Karl Fred Dahmen
* 1917 Stolberg bei Aachen
† 1981 Preinersdorf am Chiemsee
Karl Fred Dahmen attended from 1931 to the closing in 1933 the art school in Aachen. After an apprenticeship as a commercial artist, he became soldier at the air raid defences during world war II. and was in war captivity, where he drew and watercoloured. The end of war led him back to Stolberg. Dahmen applied to the academy of art in Düsseldorf, passed the entry-exam, but soon left the academy. The artist worked then as a freelance painter an became co-founder of the 'Neue Aachener Gruppe'.In the post-war period, it was very important to Dahmen - as well as to many of his fellow artists in Germany - to study the latest artistic trends in Paris.
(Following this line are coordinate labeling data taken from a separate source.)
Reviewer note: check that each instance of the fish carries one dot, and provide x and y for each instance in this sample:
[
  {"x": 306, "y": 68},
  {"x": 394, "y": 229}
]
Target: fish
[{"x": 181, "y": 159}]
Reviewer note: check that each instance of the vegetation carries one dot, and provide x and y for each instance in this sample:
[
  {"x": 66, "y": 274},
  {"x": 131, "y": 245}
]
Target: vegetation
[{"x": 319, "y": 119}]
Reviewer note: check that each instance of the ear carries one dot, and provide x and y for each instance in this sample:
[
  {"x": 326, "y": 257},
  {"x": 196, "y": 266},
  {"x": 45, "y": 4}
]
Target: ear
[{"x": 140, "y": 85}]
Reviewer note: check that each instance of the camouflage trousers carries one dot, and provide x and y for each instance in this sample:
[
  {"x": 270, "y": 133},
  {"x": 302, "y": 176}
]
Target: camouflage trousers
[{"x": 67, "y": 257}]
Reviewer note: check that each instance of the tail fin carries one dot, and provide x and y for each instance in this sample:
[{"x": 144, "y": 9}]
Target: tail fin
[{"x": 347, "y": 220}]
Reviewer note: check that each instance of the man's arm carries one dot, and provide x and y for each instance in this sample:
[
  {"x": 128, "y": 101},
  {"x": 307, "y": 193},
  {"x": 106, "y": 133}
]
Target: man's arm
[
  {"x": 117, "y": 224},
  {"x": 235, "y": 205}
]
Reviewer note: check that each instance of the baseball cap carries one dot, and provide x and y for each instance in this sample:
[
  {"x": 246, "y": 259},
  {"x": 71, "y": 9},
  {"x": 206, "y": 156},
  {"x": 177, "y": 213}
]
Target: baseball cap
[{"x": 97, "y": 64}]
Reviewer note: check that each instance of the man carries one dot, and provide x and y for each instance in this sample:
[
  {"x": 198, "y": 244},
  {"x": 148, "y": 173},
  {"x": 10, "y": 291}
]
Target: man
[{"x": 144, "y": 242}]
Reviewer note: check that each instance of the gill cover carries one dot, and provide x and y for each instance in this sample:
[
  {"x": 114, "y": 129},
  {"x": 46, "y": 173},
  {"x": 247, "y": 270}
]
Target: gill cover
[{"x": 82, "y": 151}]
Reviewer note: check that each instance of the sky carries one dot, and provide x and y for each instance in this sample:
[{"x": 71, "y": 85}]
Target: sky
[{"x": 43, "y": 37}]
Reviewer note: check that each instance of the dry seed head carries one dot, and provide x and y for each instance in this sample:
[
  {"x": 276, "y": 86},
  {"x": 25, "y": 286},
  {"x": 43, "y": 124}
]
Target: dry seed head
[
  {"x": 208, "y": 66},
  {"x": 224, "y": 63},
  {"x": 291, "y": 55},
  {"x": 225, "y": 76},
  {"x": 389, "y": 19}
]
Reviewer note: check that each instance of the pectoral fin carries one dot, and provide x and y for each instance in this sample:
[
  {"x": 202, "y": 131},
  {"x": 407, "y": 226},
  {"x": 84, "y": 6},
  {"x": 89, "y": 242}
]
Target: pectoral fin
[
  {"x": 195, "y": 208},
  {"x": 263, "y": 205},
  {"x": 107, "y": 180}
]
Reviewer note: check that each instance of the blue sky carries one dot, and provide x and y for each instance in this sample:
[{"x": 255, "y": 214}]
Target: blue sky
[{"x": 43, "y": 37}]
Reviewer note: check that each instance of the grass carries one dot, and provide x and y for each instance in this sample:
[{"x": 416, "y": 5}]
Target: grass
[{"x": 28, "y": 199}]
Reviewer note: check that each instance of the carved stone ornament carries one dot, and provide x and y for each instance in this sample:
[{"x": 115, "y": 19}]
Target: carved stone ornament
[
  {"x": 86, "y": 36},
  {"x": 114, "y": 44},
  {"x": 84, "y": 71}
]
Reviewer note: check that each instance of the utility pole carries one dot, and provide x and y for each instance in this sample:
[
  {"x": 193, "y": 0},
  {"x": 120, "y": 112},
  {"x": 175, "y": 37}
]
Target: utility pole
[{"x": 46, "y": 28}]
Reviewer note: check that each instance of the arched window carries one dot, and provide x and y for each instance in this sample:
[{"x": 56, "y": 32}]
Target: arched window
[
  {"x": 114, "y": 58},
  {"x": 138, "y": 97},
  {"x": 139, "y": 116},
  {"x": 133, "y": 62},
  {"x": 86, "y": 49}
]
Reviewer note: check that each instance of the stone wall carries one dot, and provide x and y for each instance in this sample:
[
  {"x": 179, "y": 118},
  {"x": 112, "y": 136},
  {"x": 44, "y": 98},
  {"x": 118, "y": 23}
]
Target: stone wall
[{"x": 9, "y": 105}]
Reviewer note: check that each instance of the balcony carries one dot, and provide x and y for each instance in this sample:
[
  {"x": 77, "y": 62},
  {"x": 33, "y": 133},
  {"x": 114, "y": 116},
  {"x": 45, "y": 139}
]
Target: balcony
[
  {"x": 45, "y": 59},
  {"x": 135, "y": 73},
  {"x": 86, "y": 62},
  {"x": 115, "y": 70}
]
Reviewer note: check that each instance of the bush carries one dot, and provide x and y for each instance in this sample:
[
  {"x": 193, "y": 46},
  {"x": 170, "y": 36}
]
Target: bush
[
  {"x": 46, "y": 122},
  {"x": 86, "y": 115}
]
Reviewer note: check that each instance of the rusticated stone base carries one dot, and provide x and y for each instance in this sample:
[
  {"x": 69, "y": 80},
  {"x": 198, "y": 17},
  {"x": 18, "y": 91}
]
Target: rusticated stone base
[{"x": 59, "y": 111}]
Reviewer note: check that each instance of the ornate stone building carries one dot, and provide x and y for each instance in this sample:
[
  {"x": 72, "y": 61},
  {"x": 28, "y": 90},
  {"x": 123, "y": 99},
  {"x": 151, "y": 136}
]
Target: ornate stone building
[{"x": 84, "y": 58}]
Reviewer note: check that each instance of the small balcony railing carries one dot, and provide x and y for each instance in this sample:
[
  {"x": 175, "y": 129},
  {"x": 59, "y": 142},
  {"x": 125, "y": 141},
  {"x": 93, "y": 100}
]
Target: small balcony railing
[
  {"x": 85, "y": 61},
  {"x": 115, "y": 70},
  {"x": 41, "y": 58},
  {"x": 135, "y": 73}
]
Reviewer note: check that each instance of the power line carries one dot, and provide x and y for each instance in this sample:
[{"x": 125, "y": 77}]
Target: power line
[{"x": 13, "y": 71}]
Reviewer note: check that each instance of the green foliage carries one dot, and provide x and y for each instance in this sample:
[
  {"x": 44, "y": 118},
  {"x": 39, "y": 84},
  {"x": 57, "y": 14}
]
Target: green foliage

He wanted to establish a cultural exchange with the 'Ecole de Paris', so he organised with their representatives the first German-French exhibition 'Heute' at the museum of Aachen in 1953. In 1957 Dahmen joined the 'Deutscher Künstlerbund', in which he belonged to the group of 'Deutsche Tachisten' - their influences were visible in his early works. The artist's early work includes tachistic oriented pictures as well as wood collages. Dahmen received the first international art award in Lausanne in 1959. Since the mid 60s, Dahmen increasingly integrated different objects in his pictures. Material pictures and object cases were created, with which Dahmen aspired to the same principles as the 'Nouveaux Realistes'; reconnecting the work of art with life by using real objects. Dahmen became co-founder of the 'Nouvelle école européene' in Lausanne. Between 1960 and 1967 he spent some time on Ibiza, where he received the graphic-prize in 1972. In 1967, he was awarded a professorship at Munich Academy of Arts. This was the reason for his moving to the Chiemgau, where he spent his last years. As a painter and object artist Dahmen was one of the most important representatives of Informel and was therefore counted among the most important artists of the German postwar period.